I mercati costretti ad ingoiare
L'altro fronte aperto dai piani economici dell'esecutivo è ovviamente quello internazionale. Il deficit che si assesta sul 2,4% è innanzitutto uno schiaffo agli investitori, ai mercati, alle famigerate agenzie di rating: «Dato il peggioramento del deficit, è inevitabile che reagiscano – scrive Federico Fubini sul Corriere della Sera – In ottobre S&P o Moody's possono declassare il debito italiano a un passo o sotto il livello spazzatura. Gli investitori di ogni tipo, dai fondi newyorkesi che comprano debito pubblico alle piccole imprese dei distretti, faranno un passo indietro. Il sistema finanziario e l'intera economia rischiano di entrare in tensione». Al venerdì mattina Piazza Affari è già in calo del 2,5%, ma Salvini dal canto suo non sembra preoccupato: «I mercati se ne faranno una ragione».

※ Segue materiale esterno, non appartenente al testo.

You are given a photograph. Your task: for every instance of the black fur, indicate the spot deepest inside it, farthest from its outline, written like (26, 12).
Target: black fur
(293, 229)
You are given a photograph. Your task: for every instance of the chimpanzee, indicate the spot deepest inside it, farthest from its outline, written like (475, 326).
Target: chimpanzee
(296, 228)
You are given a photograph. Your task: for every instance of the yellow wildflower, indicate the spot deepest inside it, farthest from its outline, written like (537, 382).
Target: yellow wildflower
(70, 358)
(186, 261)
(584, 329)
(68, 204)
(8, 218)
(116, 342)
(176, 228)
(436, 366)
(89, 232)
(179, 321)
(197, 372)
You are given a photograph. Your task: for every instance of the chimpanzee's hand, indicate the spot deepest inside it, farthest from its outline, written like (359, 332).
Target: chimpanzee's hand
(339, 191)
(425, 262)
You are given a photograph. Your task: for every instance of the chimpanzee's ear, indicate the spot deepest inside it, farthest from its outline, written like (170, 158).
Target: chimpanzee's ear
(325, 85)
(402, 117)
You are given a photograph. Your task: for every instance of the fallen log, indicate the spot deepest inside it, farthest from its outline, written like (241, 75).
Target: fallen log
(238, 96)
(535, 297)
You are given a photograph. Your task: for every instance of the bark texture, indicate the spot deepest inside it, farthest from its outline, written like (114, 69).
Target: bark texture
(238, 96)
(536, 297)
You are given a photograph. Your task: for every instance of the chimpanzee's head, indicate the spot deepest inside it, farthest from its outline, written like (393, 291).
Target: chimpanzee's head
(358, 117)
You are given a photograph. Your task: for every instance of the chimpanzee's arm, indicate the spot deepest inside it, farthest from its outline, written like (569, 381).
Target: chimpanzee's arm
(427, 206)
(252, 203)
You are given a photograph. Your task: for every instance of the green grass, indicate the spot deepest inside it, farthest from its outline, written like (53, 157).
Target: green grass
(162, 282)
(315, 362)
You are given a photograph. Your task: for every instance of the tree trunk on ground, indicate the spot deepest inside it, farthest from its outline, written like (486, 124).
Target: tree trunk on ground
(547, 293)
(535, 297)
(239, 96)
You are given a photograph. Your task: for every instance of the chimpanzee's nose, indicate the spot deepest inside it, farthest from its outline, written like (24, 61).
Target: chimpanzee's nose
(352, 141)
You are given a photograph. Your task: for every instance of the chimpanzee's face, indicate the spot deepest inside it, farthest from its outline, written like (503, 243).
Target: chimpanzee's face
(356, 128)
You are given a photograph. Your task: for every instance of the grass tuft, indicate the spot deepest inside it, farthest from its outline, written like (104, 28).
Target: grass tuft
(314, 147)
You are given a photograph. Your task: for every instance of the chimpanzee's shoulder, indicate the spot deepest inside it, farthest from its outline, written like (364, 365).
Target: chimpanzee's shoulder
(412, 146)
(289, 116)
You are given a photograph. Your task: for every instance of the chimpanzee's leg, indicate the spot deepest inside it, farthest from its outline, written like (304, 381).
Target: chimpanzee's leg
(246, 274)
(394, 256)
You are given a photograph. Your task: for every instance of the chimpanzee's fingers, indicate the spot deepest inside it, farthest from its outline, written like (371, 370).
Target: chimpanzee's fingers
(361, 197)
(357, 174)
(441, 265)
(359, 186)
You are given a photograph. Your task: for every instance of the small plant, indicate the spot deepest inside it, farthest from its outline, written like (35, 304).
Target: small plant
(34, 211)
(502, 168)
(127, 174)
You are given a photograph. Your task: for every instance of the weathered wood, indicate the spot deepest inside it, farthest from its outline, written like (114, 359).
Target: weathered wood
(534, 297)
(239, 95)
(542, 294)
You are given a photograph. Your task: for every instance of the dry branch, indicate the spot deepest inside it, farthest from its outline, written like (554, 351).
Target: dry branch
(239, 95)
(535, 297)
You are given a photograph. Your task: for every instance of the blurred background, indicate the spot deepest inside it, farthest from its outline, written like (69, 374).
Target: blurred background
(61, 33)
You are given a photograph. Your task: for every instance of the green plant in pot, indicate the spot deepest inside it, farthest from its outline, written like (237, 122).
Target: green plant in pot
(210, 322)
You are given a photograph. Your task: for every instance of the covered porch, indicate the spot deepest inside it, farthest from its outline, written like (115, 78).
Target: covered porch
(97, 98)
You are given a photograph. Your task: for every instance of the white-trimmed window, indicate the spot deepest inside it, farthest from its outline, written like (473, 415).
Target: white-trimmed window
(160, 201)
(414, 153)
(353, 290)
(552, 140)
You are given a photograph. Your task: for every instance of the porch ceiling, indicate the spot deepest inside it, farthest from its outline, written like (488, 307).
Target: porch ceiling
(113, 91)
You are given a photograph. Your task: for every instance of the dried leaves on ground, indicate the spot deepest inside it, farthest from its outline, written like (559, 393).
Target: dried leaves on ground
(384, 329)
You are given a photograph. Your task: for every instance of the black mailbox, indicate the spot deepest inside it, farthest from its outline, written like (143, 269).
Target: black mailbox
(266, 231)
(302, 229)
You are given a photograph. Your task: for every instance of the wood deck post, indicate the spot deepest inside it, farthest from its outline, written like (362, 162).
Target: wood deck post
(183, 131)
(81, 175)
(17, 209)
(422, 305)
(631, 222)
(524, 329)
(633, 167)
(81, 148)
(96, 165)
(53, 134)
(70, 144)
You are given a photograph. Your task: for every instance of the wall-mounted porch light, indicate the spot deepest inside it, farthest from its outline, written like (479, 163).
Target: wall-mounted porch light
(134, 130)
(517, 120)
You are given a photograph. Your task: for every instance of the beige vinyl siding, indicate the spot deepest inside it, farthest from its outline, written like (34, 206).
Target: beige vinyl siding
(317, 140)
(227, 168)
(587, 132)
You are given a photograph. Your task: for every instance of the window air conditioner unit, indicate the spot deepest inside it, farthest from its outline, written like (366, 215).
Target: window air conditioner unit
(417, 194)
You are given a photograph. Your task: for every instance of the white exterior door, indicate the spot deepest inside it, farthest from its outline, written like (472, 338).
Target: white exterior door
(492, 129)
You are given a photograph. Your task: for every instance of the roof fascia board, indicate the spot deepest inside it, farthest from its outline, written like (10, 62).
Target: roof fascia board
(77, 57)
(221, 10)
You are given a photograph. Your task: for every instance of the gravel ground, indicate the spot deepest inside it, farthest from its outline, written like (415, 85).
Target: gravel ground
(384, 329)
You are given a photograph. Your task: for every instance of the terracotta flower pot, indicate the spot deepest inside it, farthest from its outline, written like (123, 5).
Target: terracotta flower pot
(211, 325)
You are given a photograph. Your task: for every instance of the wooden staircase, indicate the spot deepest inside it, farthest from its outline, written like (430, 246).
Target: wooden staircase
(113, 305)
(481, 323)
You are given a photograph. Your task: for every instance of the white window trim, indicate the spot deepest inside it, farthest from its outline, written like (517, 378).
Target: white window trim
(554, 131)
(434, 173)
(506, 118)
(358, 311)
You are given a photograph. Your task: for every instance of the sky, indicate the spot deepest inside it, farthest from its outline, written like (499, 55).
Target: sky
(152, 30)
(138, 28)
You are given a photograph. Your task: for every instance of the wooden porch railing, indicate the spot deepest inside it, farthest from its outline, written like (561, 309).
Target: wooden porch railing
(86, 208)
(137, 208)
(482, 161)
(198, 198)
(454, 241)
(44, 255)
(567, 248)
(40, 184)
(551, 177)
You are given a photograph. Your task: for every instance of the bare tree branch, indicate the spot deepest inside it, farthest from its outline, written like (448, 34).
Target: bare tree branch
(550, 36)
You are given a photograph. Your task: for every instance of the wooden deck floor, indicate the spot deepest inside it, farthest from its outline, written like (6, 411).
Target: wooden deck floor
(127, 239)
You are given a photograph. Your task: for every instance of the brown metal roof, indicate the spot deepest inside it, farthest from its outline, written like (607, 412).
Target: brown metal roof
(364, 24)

La resa dei conti con l'Europa
Ultimo, ma non certo in ordine di importanza, è lo scontro che è destinato inevitabilmente ad aprirsi con le istituzioni europee. Bruxelles aveva fatto pervenire a Roma un messaggio chiaro: se si fosse superata la soglia del 2%, la legge di Bilancio sarebbe preventivamente bocciata ad ottobre, per violazione del patto di stabilità. Non solo, ma visto che l'Italia già non stava rispettando la riduzione del debito prevista dalle regole, il rischio è che venga avviata addirittura una procedura d'infrazione, un gesto mai visto verso un paese dell'area euro. «Ora parte l'interlocuzione con l'Ue e con i grandi investitori privati e non abbiamo intenzione di andare allo scontro», tenta di calmare gli animi Di Maio. Ma un ottimo argomento con cui aprire le trattative con la Ue, il governo in effetti ce l'ha in mano: la Francia ha previsto per l'anno prossimo un rosso ancora maggiore di quello italiano, al 2,8%. Dunque, ci si chiede, «perché Emmanuel Macron sì e noi no?». Un concetto chiaro e spendibile, soprattutto ora che si avvicinano le elezioni europee che minacciano l'avanzata degli euroscettici e dei sovranisti.